Tribune Resources Ltd (ASX:TBR) has reported a solid operational and financial performance for the December 2024 quarter. The company, in partnership with Rand Mining, processed 49,715 tonnes of ore at an average grade of 3.77 grams per tonne (g/t) through the Evolution Mining Limited Mungari processing plant. This effort yielded 5,369 ounces of gold, with Tribune's attributable share representing 4,027 ounces, reflecting its 75% stake in the joint venture.

The East Kundana Joint Venture (EKJV) operations remain the core driver of production, with underground mine development continuing at both the Raleigh and Rubicon-Hornet-Pegasus ore bodies. Development metrics indicate steady progress, with capital and lateral development metres increasing quarter-on-quarter, supporting sustained ore extraction.

Exploration Advances

Exploration activities during the quarter were highlighted by a focused drilling campaign at the Hornet deposit, where 4,158 metres of reverse circulation (RC) drilling targeted the Mary Fault mineralisation. The results have been encouraging, revealing a high-grade mineralised zone that will feed into an updated mineral resource estimate and inform the open pit mining sequence scheduled for FY25 Q4.

Additionally, two drill holes totaling 651 metres were completed at Seven Mile Hill to enhance structural understanding and identify deeper high-grade gold zones. These efforts underscore Tribune's commitment to extending the life and quality of its resource base.

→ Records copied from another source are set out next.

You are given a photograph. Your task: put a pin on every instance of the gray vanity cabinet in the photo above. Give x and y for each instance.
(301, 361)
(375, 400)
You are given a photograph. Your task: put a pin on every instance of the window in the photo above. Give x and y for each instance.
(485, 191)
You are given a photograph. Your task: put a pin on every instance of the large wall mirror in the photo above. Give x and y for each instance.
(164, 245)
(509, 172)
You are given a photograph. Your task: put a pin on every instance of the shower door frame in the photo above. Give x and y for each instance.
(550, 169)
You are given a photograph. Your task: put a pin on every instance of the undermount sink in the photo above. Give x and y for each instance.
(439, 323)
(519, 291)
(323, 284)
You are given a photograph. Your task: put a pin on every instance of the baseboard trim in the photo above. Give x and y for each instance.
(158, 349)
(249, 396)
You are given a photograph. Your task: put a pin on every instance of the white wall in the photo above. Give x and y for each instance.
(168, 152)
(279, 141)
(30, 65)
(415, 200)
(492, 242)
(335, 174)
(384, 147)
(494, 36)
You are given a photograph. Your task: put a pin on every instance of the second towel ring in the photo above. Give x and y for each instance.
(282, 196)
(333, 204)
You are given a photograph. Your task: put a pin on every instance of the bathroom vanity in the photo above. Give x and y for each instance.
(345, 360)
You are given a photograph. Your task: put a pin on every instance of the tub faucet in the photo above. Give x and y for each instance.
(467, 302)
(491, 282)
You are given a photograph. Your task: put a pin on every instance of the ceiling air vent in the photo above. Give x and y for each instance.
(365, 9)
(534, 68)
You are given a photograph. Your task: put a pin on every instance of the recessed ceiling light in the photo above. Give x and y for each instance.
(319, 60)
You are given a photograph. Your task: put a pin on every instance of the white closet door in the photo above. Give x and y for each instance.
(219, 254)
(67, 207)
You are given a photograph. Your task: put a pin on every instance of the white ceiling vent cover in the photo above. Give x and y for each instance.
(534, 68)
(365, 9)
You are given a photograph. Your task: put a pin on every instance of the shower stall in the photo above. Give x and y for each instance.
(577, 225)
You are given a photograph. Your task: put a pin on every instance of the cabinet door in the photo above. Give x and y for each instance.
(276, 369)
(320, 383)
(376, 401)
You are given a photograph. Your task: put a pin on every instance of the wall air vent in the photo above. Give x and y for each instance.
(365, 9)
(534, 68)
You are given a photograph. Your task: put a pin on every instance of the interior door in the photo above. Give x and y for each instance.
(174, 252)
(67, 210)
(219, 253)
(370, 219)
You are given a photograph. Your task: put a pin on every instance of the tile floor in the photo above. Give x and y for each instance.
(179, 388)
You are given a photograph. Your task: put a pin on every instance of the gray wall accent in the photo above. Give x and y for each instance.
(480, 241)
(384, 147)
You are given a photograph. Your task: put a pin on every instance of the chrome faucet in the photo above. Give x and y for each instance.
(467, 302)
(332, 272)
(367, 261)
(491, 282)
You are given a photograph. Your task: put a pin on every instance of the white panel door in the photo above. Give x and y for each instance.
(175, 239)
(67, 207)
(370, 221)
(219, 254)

Outside Australia, exploration in Ghana remains on hold pending mining lease ratification, while the Diwalwal Gold Project in the Philippines saw consolidation of geological data but no active drilling during the quarter.

Financial Highlights

Financially, Tribune Resources demonstrated strong cash flow generation with a net cash inflow from operating activities of $19.97 million, a significant increase from $7.48 million in the prior quarter. This improvement was driven by higher gold sales volumes and operational efficiencies, despite a slight increase in development costs and exploration expenditure.

Cash and cash equivalents stood at $12.33 million at quarter-end, providing a solid liquidity position. The company also maintained disciplined cost control, with staff and corporate expenses declining by $278,000 compared to the previous quarter.

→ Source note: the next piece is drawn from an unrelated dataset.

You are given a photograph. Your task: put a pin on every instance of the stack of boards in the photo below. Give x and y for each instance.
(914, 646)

Tribune continued its share buy-back program, although no shares were repurchased during the quarter. Tax payments increased notably due to the final income tax settlement for 2024, reflecting the company's profitability.

Outlook and Strategic Positioning

Tribune Resources is well positioned to capitalize on its exploration successes and operational momentum. The upcoming open pit mining at Hornet, supported by positive drilling results, is expected to contribute meaningfully to production in the near term. Meanwhile, ongoing underground development at EKJV sites will sustain ore supply.

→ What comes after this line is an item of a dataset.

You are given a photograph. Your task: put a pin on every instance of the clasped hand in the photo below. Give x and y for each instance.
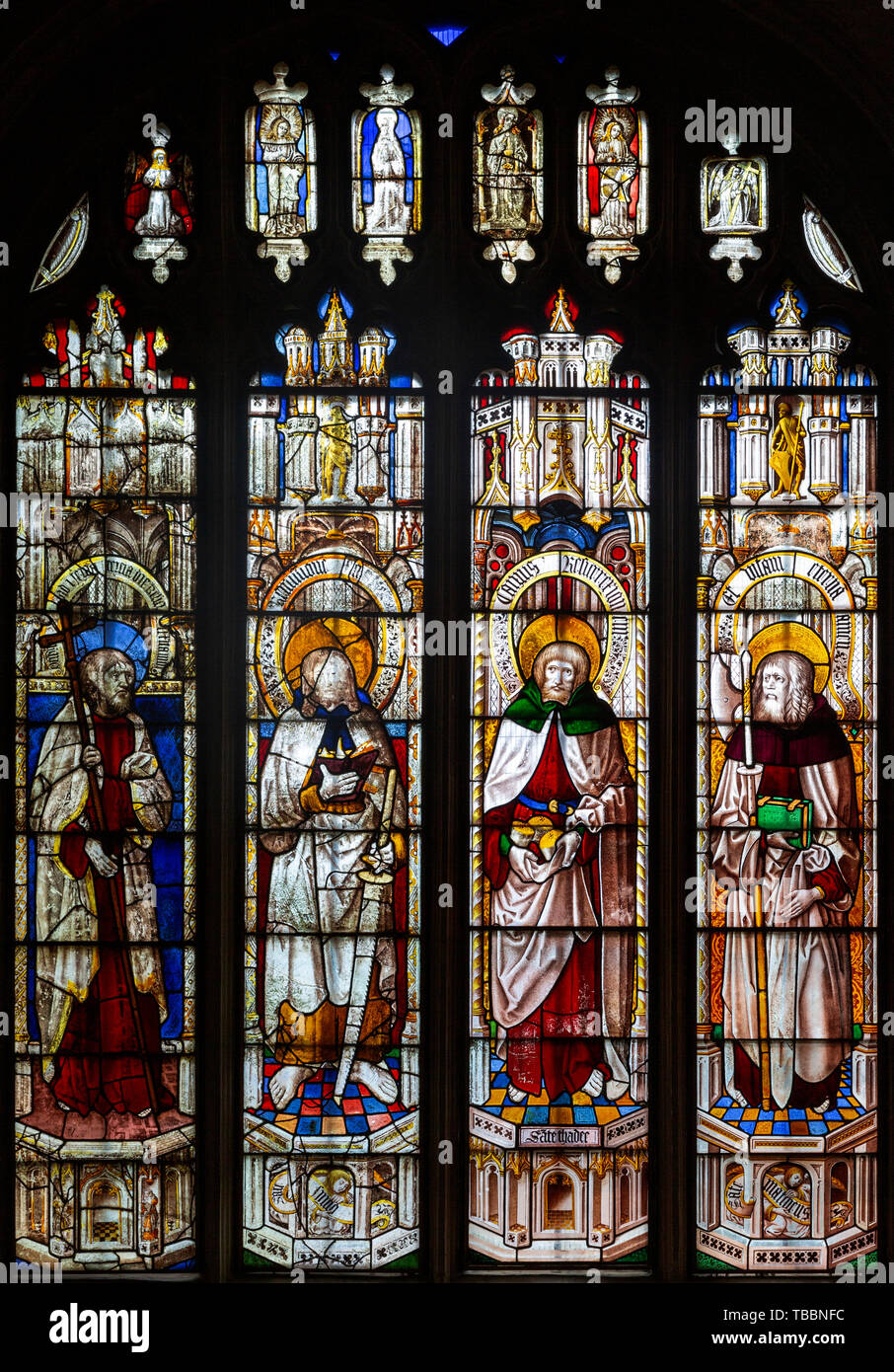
(133, 767)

Exploration programs remain active across multiple fronts, including the Seven Mile Hill Joint Venture and international projects, although some activities await regulatory approvals. The company’s strong cash flow and solid balance sheet provide a foundation for continued investment in growth and shareholder returns.

Bottom Line?

Tribune’s December quarter performance sets a confident tone for 2025, with exploration and production gains poised to drive further value creation.

Questions in the middle?

  • How will the upcoming Hornet open pit mining impact Tribune’s production profile and costs?
  • What are the timelines and prospects for mining lease ratification in Ghana and its effect on exploration?
  • Will Tribune extend or modify its share buy-back program given current cash flow strength?